Geçen yıl Anadolu Grubu’nun yüzde 75’ini Commercial Bank of Qatar’a sattığı Abank’ın (Alternatif Bank) Genel Müdürü Hamit Aydoğan, Merkez Bankası’nın (MB) faizleri yükseltmesinin döviz kurundaki dalgalanmayı önlediğini kısmen istikrar sağladığını söyledi. Kadife Şahin'in Aydoğan ile yaptığı söyleşi, Milliyet'te yayımlandı. Aydoğan, kurdaki dalgalanmanın durup durmayacağına ilişkin şöyle konuştu:
“Bunu söylemek çok zor ama şu anda döviz kurlarında yaşadığımız dalgalanma gelişmekte olan bütün ülkelerde de yaşandı. Bizde politik nedenler ve siyasi belirsizlikler de işin içine girdiği için bu dalgalanma daha fazla oldu. 10 gün, 20 gün önceki kurla bugünkü kur arasında bir fark var. O günlerde çok belirsiz yerlere kadar inip çıkıyordu. Şimdi ise bir istikrara geldi.
Bugünkü 2.20 - 2.25 kur seviyeleri, ihracatın teşviği için cazip görünüyor ve ithalatı çok cazip kılmıyor. Ama bunun üstündeki bir kur, bir çok şeyi olumsuz etkiliyor ve ülkedeki bütün yatırımcıları rahatsız ediyor.
Merkez Bankası’nın TL faizinde aldığı yükseltme kararıyla kurda kısmı bir istikrarı yakalamış olduk. Şimdi belirsiz olan tek şey siyasi, seçimlerle ilgili olan konu.
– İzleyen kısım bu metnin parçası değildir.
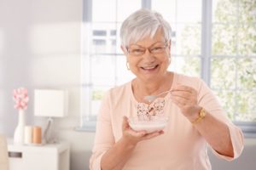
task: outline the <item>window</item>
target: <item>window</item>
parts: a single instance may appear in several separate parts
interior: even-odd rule
[[[134,77],[119,35],[122,21],[141,8],[171,24],[169,70],[201,76],[229,117],[255,134],[256,3],[249,0],[84,0],[80,126],[96,120],[107,90]]]

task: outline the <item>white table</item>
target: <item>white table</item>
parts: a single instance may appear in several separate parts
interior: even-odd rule
[[[69,170],[67,142],[37,146],[8,143],[9,170]]]

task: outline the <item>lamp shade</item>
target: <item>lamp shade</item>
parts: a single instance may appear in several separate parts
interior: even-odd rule
[[[67,92],[55,89],[36,89],[34,115],[47,117],[63,117],[67,115]]]

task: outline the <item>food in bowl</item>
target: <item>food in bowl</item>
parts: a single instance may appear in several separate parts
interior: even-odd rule
[[[135,131],[147,131],[148,133],[163,130],[168,122],[168,117],[162,116],[130,117],[130,127]]]

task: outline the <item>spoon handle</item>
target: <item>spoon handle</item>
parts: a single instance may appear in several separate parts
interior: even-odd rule
[[[163,93],[160,93],[160,94],[157,94],[157,96],[160,96],[160,95],[162,95],[162,94],[167,94],[167,93],[169,93],[169,92],[171,92],[172,90],[167,90],[167,91],[166,91],[166,92],[163,92]]]

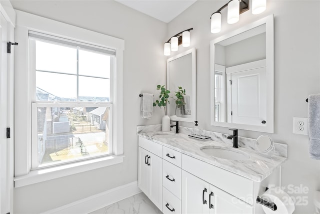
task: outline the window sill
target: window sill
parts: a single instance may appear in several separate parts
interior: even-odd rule
[[[110,166],[123,162],[124,155],[110,155],[77,163],[64,164],[30,171],[14,177],[14,187],[20,187],[80,172]]]

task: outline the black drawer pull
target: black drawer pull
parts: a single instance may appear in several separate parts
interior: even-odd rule
[[[170,181],[176,181],[176,180],[174,179],[174,178],[172,178],[172,180],[171,179],[170,179],[170,178],[169,178],[169,175],[168,175],[168,175],[166,175],[166,178],[167,178],[168,180],[169,180]]]
[[[202,203],[204,204],[206,204],[206,200],[204,200],[204,192],[206,192],[206,188],[202,191]]]
[[[171,209],[170,208],[170,207],[169,207],[169,204],[168,203],[166,203],[166,208],[169,209],[169,210],[170,211],[171,211],[172,212],[174,212],[174,208],[172,208],[172,209]]]
[[[148,164],[148,166],[150,166],[150,165],[151,165],[150,163],[149,163],[149,158],[151,158],[151,157],[150,156],[148,156],[148,159],[147,160],[147,163]]]
[[[213,209],[214,208],[214,205],[211,204],[211,196],[214,196],[214,193],[212,192],[211,192],[211,193],[209,195],[209,208],[210,209],[211,209],[211,208]]]
[[[144,163],[146,163],[146,164],[148,163],[147,162],[146,160],[146,158],[148,157],[148,155],[147,154],[146,155],[146,157],[144,157]]]
[[[173,156],[173,157],[172,157],[172,156],[170,156],[170,154],[169,154],[169,153],[167,153],[167,154],[166,155],[166,156],[168,156],[168,157],[169,157],[170,158],[172,158],[172,159],[173,159],[173,158],[176,158],[176,156],[175,156],[174,155],[174,156]]]

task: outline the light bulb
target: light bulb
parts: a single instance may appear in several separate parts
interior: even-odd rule
[[[190,46],[190,32],[184,31],[182,33],[182,47]]]
[[[170,56],[171,54],[171,44],[170,43],[164,43],[164,56]]]
[[[221,31],[221,13],[214,13],[211,16],[211,33],[216,34]]]
[[[239,0],[232,0],[228,4],[228,24],[234,24],[239,21],[240,8]]]
[[[266,0],[252,0],[252,14],[254,15],[261,14],[266,11]]]
[[[171,51],[178,50],[178,38],[173,37],[171,38]]]

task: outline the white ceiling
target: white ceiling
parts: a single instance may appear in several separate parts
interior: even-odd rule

Seçimlerle ilgili olarak da mart sonunda, nisan başında çıkacak oy sonuçlarında orada da belli bir istikrar elde edilmiş olacak. Dolayısıyla kurlarla ilgili benim aşırı bir beklentim yok. Bu seviyeler yıl sonu kapanış seviyeleri olabilir.”
Faiz beklentiniz nedir?
Şu anda mevduat faizleri yaklaşık olarak yüzde 11’lere kadar çıktı. Burada reel bir
faiz var. Yabancı yatırımcılar için cazip. Çünkü kendi ülkelerinde, Avrupa ve Amerika’da
faiz oranları çok düşük. Bu nedenle ülkemizde her ne kadar enflasyon bugün yüksekse de üç ay sonra daha farklı bir enflasyonla karşılaşacağız.
Bugünkü enflasyona bakıp reel getiri yok diyemeyiz. Yabancı yatırımcı için yüksek reel
Faiz var. Yabancı yatırımcılar ülkedeki istikrara bakıyorlar.
Düzenlemeler tüketimi azalttı mı?
Bugün içinde bulunduğumuz Türkiye koşullarında öncelikle cari açığın düşürülmesine yönelik olarak iç piyasadaki tüketimin azaltılması için tedbirler alındı. Bunun etkisi görülmeye başlandı, ama ocak ayı itibarıyla baktığınızda henüz çok hızlı bir düşüş yok.
İç tüketim trendinde düşüş var, bunu kredilerdeki büyümeden de görebiliyoruz. Geçen yıl sektörde kredilerdeki büyüme yüzde 30’lardaydı. Son 13 haftalık kredi büyümesi yüzde 17’lere geldi. Bireysel ve ticari kredilerde talep bu oranlarda. Bu iç tüketimde, iç piyasada kısmı bir daralmanın olduğunu gösteriyor. Bu trend daha aşağıya gelmez bu seviyelerde devam eder gibi görünüyor.
‘YATIRIMCILAR?BEKLİYOR’
Seçimin piyasaya etkisi nedir?
Kredi tarafında seçimle ilgili belirsizlikler etkili oluyor. Seçim belirsizliklerinin insanlar üzerinde yarattığı bir olumsuzluk var. Herkes harcama planlarında beklemeyi tercih ediyor. Bu her zaman böyle olmuştur. Eğer önümüzde kısmı bir belirsizlik varsa, o zaman yapacağınız bütün harcamaları ve yatırımları beklemeye alırsınız. Şu anda tüketici ve yatırımcılar bu konumda. Politik nedenlerle ve yurtdışındaki gelişmelere bağlı olarak bu tavırdalar.
Bazı sorunlar sadece Türkiye’nin değil aynı zamanda dünyanın da sorunları. Dışarıda bizimle benzer olan gelişmekteki diğer ülkeler de aynı süreçten geçiyorlar. Bizde ilave olarak içerideki seçim döneminin yaklaşması ve bazı belirsizler getirmesi olumsuz katkıda bulunuyor.
Mayıs 2013’e kadar dünyadaki olumsuzluklara rağmen biz diğer ülkelerden pozitif ayrışırken şimdi negatif ayrıştık. Ulusal para birimlerinde hızlı değer kayıpları oldu. Bizimki onlardan daha fazla oldu.
Faiz onlarda yükseldi, bizde de yükseldi ama biz biraz daha negatif ayrıştık.
BÜYÜK PROJELER YOLDA
Gelişmelerden sonra Abank bütçe planını değiştirdi mi?
Banka olarak planımızı hiç değiştirmedik. Geçen yıl ekim ayında hazırladığınız bütçemizi revize bile etmedik. Bankamızın yüzde 75’i Commercial Bank of Qatar’a sattık. Türkiye’ye kısa vadeli değil uzun vadeli bakıyorlar. Türkiye’den beklentileri yüksek. Büyük finasman projelerine gireceğiz.
Bizi bu projelerde büyük bankalar ile aynı masada görebilirsiniz. Türkiye’ye yatırım yapmaya devam edeceklerini söylüyorlar. Pazardaki yerimiz küçük olduğu için, pek çok alanda sektörün üstünde büyümeyi planlıyoruz. Kredi ve mevduatta sektörün iki katı büyümek istiyoruz. Kredi portföyümüzün yüzde 65’i KOBİ’ler.